Como exemplo, levantou a questão dos transgênicos,
que estão sendo utilizados mesmo que as pesquisas sobre sua
segurança não sejam conclusivas. A necessidade de
realizar rapidamente os lucros, retornando os investimentos feitos
em pesquisas, seria uma característica do neoliberalismo.
Lacey
falou sobre a existência de valores sociais na atualidade
que prezam o controle sobre os objetos naturais. Essa "Valorização
Moderna do Controle" seria central na vida cotidiana e não
subordinada a outros valores morais e éticos.
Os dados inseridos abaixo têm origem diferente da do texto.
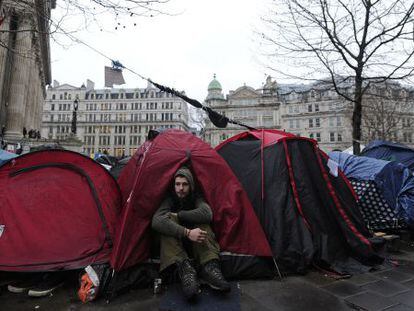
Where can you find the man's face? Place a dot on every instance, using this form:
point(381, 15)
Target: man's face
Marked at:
point(182, 187)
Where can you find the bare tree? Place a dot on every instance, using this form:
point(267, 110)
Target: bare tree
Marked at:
point(363, 41)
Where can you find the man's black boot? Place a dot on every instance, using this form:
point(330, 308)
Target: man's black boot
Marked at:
point(211, 274)
point(188, 277)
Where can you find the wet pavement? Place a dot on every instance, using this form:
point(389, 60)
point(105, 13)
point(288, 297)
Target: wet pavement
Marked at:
point(389, 288)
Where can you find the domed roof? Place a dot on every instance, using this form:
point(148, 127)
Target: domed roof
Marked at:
point(214, 85)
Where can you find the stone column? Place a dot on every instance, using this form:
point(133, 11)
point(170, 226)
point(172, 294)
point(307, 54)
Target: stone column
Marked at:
point(30, 96)
point(19, 81)
point(3, 65)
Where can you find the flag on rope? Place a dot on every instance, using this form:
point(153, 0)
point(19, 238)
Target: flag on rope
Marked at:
point(113, 75)
point(215, 118)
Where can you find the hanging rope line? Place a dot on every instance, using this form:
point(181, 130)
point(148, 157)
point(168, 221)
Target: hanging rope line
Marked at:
point(216, 118)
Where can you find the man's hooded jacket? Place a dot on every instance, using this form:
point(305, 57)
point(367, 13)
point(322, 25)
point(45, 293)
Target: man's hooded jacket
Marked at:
point(191, 210)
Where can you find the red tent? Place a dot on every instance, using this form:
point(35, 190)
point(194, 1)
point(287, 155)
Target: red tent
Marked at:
point(58, 211)
point(146, 179)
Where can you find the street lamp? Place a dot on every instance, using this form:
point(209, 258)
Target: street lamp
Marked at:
point(74, 116)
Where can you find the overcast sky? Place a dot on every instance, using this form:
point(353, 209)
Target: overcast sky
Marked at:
point(182, 51)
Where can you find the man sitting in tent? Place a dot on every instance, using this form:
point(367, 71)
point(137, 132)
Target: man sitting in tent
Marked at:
point(183, 220)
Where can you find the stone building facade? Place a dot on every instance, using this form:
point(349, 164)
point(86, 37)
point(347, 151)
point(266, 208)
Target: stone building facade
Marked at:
point(24, 64)
point(115, 121)
point(314, 111)
point(256, 108)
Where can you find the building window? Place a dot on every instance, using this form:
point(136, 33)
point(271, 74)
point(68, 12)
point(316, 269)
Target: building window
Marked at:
point(331, 121)
point(318, 137)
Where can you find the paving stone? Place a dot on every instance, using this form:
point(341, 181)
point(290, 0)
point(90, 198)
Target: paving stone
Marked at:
point(386, 288)
point(292, 294)
point(400, 308)
point(370, 301)
point(406, 298)
point(406, 268)
point(394, 275)
point(318, 279)
point(409, 283)
point(343, 288)
point(363, 279)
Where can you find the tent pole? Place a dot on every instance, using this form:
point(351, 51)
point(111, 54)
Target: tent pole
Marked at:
point(277, 269)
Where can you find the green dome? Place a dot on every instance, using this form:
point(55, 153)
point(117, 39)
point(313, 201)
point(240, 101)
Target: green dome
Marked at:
point(214, 85)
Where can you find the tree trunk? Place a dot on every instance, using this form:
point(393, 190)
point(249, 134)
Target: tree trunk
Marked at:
point(357, 116)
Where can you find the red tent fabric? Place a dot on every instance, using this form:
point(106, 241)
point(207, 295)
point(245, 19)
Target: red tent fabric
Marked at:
point(58, 211)
point(146, 179)
point(309, 213)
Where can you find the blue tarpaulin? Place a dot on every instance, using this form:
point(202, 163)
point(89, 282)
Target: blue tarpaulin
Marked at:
point(394, 180)
point(380, 149)
point(6, 156)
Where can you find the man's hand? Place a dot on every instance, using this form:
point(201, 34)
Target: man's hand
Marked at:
point(197, 235)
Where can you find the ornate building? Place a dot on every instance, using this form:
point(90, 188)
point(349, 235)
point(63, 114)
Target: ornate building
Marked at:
point(115, 121)
point(24, 64)
point(315, 111)
point(256, 108)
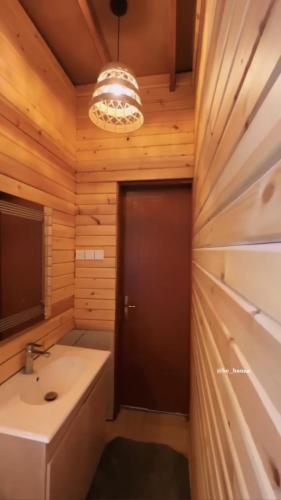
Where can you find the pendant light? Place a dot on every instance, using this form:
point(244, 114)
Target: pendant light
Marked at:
point(116, 104)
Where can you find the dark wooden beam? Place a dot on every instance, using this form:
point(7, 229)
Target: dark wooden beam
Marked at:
point(94, 31)
point(173, 43)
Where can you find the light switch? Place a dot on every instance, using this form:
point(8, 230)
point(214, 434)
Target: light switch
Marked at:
point(99, 254)
point(80, 254)
point(88, 254)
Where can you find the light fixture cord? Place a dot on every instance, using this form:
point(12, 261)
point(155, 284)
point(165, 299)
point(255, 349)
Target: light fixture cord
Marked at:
point(118, 37)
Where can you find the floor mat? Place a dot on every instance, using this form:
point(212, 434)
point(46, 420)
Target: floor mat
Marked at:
point(130, 470)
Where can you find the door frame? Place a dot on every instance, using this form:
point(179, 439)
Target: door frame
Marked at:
point(121, 187)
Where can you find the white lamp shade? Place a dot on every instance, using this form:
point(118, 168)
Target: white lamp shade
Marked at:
point(116, 105)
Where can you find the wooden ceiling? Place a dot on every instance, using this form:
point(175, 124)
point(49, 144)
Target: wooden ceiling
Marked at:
point(146, 35)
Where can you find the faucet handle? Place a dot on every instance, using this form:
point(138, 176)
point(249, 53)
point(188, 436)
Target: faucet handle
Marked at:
point(31, 345)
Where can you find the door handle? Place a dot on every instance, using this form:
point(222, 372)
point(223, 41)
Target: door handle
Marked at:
point(127, 306)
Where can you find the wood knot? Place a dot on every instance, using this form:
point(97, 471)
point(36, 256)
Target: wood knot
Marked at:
point(275, 473)
point(268, 192)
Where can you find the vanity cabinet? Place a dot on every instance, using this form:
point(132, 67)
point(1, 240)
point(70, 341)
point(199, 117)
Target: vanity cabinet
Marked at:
point(64, 468)
point(71, 467)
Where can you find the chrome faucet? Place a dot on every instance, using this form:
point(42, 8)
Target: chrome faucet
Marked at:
point(31, 352)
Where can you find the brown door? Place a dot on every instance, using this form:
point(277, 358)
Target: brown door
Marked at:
point(155, 248)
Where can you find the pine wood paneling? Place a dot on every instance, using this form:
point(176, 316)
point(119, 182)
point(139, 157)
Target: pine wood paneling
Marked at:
point(235, 421)
point(37, 145)
point(161, 149)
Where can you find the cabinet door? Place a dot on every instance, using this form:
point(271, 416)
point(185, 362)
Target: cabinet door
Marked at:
point(74, 463)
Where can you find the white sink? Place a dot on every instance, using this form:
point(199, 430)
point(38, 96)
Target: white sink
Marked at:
point(57, 376)
point(69, 371)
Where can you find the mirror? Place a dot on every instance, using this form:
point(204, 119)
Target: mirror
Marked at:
point(21, 264)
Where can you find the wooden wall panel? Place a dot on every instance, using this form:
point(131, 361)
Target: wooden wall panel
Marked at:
point(236, 424)
point(161, 149)
point(37, 145)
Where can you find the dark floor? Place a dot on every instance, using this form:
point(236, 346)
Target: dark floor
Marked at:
point(150, 427)
point(133, 470)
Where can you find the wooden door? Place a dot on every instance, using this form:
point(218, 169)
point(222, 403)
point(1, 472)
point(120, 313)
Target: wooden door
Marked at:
point(154, 311)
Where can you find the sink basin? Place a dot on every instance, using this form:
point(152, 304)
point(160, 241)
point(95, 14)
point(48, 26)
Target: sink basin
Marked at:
point(69, 372)
point(57, 376)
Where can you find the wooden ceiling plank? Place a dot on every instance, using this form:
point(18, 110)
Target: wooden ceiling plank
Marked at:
point(94, 31)
point(173, 44)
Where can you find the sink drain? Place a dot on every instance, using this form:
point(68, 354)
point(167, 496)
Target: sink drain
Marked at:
point(51, 396)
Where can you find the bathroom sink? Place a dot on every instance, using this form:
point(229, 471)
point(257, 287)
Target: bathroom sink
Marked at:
point(68, 372)
point(57, 376)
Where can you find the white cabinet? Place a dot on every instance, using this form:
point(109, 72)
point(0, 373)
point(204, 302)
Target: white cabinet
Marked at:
point(64, 468)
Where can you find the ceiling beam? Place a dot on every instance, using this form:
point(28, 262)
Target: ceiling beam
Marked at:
point(94, 31)
point(173, 43)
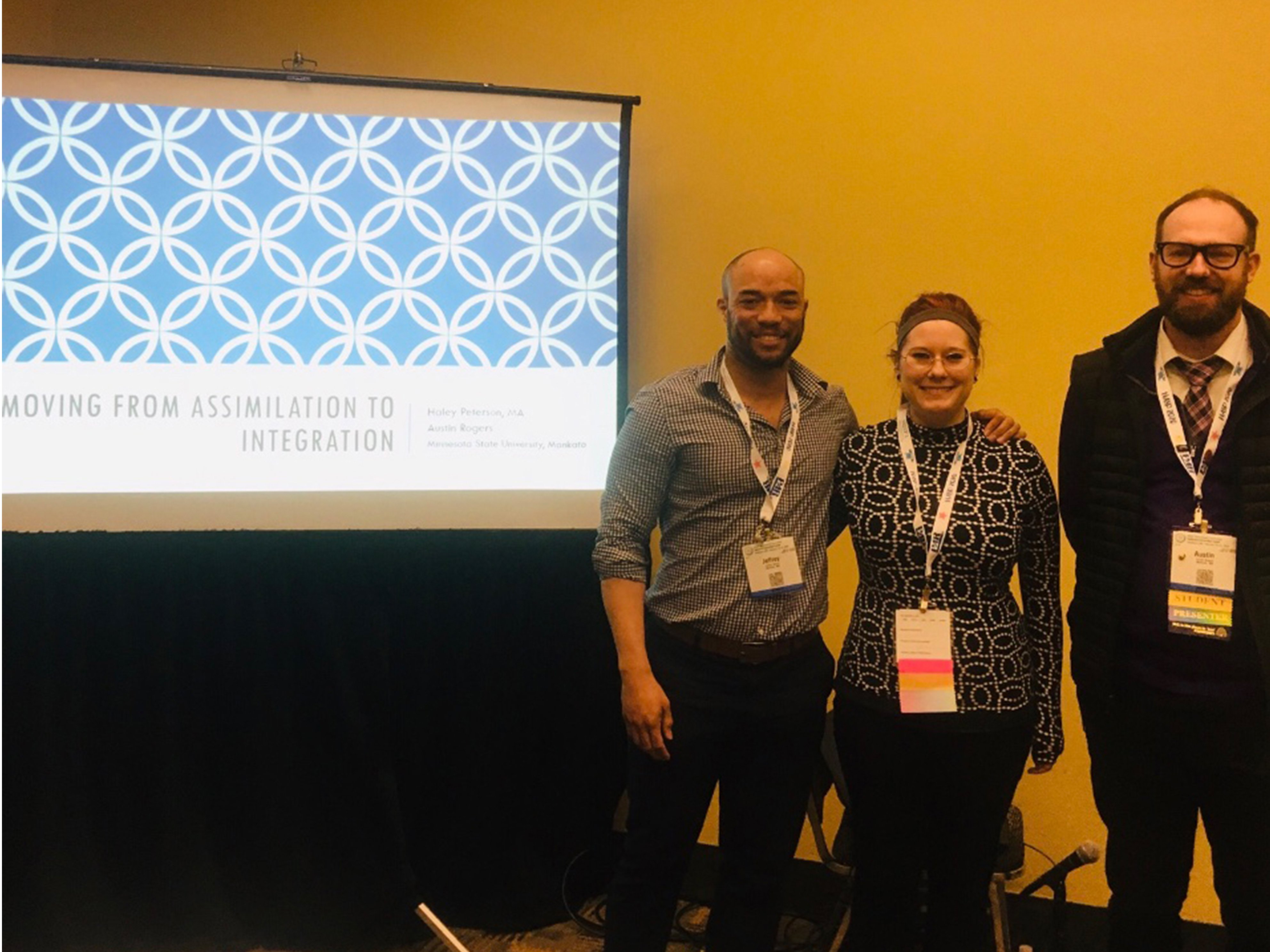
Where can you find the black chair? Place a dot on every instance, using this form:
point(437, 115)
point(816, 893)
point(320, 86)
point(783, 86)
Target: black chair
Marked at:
point(837, 856)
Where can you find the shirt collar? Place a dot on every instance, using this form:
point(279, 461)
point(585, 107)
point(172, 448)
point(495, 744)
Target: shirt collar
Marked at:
point(808, 384)
point(1234, 350)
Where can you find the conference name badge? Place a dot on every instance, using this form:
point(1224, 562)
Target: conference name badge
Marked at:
point(773, 567)
point(1202, 584)
point(924, 655)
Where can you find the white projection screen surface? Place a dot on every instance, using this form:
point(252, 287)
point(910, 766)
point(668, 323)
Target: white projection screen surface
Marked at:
point(277, 301)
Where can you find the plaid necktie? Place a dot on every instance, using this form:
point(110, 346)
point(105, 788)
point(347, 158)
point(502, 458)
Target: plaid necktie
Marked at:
point(1197, 405)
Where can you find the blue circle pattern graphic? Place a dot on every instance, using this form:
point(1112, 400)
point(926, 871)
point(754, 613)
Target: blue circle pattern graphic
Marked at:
point(138, 234)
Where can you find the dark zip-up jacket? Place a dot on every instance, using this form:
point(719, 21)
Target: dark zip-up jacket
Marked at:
point(1103, 457)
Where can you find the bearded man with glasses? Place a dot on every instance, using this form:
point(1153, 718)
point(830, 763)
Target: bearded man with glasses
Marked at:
point(1165, 496)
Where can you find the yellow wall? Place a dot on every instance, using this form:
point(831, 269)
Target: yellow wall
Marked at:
point(1015, 153)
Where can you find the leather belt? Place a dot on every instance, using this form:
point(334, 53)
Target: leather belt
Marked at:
point(744, 652)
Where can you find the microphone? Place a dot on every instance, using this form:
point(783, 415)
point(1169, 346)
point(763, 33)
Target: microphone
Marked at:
point(1085, 853)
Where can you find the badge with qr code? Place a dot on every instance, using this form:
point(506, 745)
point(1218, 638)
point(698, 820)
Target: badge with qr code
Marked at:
point(773, 567)
point(1202, 584)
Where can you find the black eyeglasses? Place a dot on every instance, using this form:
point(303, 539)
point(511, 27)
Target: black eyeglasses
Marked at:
point(1179, 254)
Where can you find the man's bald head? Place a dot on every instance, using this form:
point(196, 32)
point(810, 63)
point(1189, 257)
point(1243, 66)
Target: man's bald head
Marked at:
point(768, 252)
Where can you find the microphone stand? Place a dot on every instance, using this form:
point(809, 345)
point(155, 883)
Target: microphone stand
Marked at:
point(1060, 921)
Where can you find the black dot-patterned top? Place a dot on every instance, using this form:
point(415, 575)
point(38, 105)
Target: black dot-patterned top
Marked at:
point(1008, 664)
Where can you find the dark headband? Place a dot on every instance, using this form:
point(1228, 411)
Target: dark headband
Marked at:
point(938, 314)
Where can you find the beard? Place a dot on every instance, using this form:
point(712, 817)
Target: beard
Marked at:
point(1201, 319)
point(741, 346)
Parte da legitimação
do neoliberalismo passaria pela incorporação dessas
idéias de maneira global, sendo também complementar
às idéias de "modernização",
"desenvolvimento" e "liberdade".
O agrônomo
francês Jean Pierre Berlan também questionou a idéia
que temos de progresso. "A idéia é que a diversidade
é coisa do passado e a especialização e as
máquinas é que são o futuro". Berlan afirmou
que o tipo de ciência que temos é uma imposição.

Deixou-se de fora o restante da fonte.